Kelly had found Hastings sitting on a bench on Emmons Avenue in Sheepshead Bay. Restaurant traffic across the avenue was heavy as Kelly watched four fairly attractive middle-aged women dressed for action get out of a Buick Electra parked at the divider. Three had dark hair, one was a redhead. The redhead wore a tiger-print short dress with matching heels.
“Big red,” Kelly said.
“Huh?” Hastings said.
Kelly watched as the women crossed the avenue and went inside Randazzo’s clam bar.
“Guineas on parade,” he said. “Except maybe red. She could be one of God’s children.”
Hastings turned to see what Kelly was talking about, but was too late.
“You sober or not?” Kelly asked him.
“You wanna smell my breath, go ’head,” Hastings said.

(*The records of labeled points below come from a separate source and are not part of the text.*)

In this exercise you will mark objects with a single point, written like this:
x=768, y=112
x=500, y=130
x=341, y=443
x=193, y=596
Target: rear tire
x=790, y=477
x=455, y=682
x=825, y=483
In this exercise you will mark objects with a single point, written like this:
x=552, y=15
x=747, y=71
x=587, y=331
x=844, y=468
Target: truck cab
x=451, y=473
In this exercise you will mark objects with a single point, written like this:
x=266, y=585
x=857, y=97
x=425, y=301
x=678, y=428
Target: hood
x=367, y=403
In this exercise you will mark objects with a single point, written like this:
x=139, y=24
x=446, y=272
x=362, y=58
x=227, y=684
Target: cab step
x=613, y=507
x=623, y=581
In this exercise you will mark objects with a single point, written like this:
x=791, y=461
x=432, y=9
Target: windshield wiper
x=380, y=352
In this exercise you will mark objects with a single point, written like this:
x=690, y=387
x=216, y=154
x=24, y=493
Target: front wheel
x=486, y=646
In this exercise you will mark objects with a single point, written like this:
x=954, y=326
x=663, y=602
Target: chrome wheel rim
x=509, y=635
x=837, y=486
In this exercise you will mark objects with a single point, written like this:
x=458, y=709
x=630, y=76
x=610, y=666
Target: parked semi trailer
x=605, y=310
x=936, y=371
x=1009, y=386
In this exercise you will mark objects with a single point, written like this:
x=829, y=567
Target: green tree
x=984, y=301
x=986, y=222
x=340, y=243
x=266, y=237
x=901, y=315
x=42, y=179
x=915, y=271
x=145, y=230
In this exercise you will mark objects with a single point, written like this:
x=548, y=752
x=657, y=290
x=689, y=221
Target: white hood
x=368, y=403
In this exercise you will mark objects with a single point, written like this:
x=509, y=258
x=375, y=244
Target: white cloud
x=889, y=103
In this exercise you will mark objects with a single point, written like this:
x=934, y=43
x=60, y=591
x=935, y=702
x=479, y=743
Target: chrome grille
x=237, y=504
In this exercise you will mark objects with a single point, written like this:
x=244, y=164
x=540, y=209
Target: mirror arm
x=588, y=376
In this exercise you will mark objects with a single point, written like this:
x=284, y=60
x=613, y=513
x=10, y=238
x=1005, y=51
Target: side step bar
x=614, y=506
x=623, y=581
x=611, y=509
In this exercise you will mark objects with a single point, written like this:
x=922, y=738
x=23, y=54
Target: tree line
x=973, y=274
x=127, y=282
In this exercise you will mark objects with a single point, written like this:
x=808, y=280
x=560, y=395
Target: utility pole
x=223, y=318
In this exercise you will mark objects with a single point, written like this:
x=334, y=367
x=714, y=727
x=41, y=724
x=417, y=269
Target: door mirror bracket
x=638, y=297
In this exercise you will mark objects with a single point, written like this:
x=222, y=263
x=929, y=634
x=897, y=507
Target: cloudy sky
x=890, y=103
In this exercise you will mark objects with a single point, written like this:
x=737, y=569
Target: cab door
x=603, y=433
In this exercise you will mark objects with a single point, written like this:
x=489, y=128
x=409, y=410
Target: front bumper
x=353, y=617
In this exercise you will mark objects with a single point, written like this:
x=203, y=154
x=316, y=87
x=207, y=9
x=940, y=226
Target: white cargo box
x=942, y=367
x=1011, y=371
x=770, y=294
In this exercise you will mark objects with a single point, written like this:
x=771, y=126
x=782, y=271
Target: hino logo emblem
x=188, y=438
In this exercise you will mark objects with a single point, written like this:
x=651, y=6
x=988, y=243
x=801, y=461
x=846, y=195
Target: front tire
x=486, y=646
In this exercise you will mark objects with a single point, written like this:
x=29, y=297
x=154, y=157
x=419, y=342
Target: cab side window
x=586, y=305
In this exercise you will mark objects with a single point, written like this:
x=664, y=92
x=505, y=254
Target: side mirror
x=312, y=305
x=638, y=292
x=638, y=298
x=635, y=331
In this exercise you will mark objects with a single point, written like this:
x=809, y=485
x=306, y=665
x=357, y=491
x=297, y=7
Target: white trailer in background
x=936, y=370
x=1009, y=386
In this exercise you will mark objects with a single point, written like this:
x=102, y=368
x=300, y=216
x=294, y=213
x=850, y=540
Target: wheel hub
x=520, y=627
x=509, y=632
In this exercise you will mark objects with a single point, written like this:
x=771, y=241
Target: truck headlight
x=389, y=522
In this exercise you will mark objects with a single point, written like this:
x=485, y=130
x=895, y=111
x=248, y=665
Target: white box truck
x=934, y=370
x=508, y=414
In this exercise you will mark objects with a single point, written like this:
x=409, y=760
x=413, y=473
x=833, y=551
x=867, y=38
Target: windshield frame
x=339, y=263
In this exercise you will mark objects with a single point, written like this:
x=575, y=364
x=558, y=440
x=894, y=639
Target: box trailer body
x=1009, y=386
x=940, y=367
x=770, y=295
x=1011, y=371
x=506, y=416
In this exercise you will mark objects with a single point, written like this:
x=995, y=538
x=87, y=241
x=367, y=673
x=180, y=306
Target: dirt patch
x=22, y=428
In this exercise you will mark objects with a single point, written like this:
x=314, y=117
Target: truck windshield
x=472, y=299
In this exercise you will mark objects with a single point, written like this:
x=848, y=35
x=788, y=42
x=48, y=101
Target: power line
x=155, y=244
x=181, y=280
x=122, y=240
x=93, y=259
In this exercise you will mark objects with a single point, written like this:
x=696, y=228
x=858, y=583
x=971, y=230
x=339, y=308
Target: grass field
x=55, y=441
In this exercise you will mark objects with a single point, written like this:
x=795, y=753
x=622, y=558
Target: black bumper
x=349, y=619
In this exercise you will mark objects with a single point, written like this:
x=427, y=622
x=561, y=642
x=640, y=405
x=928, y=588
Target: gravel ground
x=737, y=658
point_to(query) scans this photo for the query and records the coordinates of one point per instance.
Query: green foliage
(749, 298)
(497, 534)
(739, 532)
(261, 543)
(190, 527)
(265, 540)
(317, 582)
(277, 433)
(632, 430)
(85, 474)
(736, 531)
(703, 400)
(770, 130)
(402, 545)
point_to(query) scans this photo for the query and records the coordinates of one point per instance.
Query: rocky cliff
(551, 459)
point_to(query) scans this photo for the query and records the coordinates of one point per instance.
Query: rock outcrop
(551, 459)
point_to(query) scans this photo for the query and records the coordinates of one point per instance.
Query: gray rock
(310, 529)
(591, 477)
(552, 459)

He opened his mouth wide.
Kelly slapped his face.
Hastings jumped up off the bench. “You wanna try that again?” he said. He was showing teeth inches from Kelly’s chin.
Kelly took a half step back. “Down, boyo,” he said. “It was a play slap, for Jesus sake. No need to lose your lunch.”
Hastings had relaxed his mouth but continued staring.
Kelly avoided the eye contact. He looked to his right and saw the redhead was back out of the restaurant. She stopped at the curb to let the one-way traffic pass before crossing to the divider. As she passed under the street light, Kelly could see she had fair skin and freckles.
“Nice,” Hastings said. “Very nice.”
The Electra was parked on the water side of the divider. The redhead made eye contact with Kelly before opening the door. The two exchanged smiles before she got what she had left behind, closed the door and headed back across the avenue. Kelly thought he detected an extra swivel to her hips.
“Fuck face,” Hastings said. “Over here.”
Kelly turned to Hastings again. “I smacked you, lightly, because you’re jerking my chain, Billy. I ask you you’re sober, you know what I mean. Pills, the white stuff, whatever it is you shove down your throat or put up your nose. I wanna know you’re hearing what I have to say, understanding it. This is important, that you understand, because I’m hearing things from different people about your actions of late and it’s making a lot of guys you don’t wanna make nervous very nervous. Guys didn’t want me to secure your pension inna first place. Old friends of yours. Guys thought maybe you’d crack from the pressure and give one or two of them up. Guys thought, still do, maybe you’re better off onna day trip on one of the fishing boats behind us. In case they need some extra chum.”
Until he was forced into retirement a week ago, Hastings had been an eleven-year veteran detective with the New York Police Department. A dirty cop with a drug habit and a deviant sexual appetite, Hastings had a short temper and an inability to control it. When he was caught on camera starting a fight in a connected bar, a fight he eventually lost, Lieutenant Detective Kelly assumed the role of peacemaker and brokered a deal with higher-ups for Hastings to leave the department without losing any of his pension or benefits. Tonight, after hearing a rumor about Hastings buying throwaway handguns, Kelly came to warn him against acting foolish.
Hastings remained silent.
Kelly offered him a cigarette.
“Sure,” Hastings said.
Kelly handed him his pack. “The point being,” he said, “your temper and tough-guy reputation aside, you’re looking for throwaways suggests you haven’t calmed the fuck down yet. A genuine fear you’re not yet willing to let sleeping dogs lie has stirred up some tension amongst former friendlies. I did what I could for you, Billy. So did some other people. You were more than lucky to walk away with your pension, the benefits. You could’ve done worse. A lot worse.”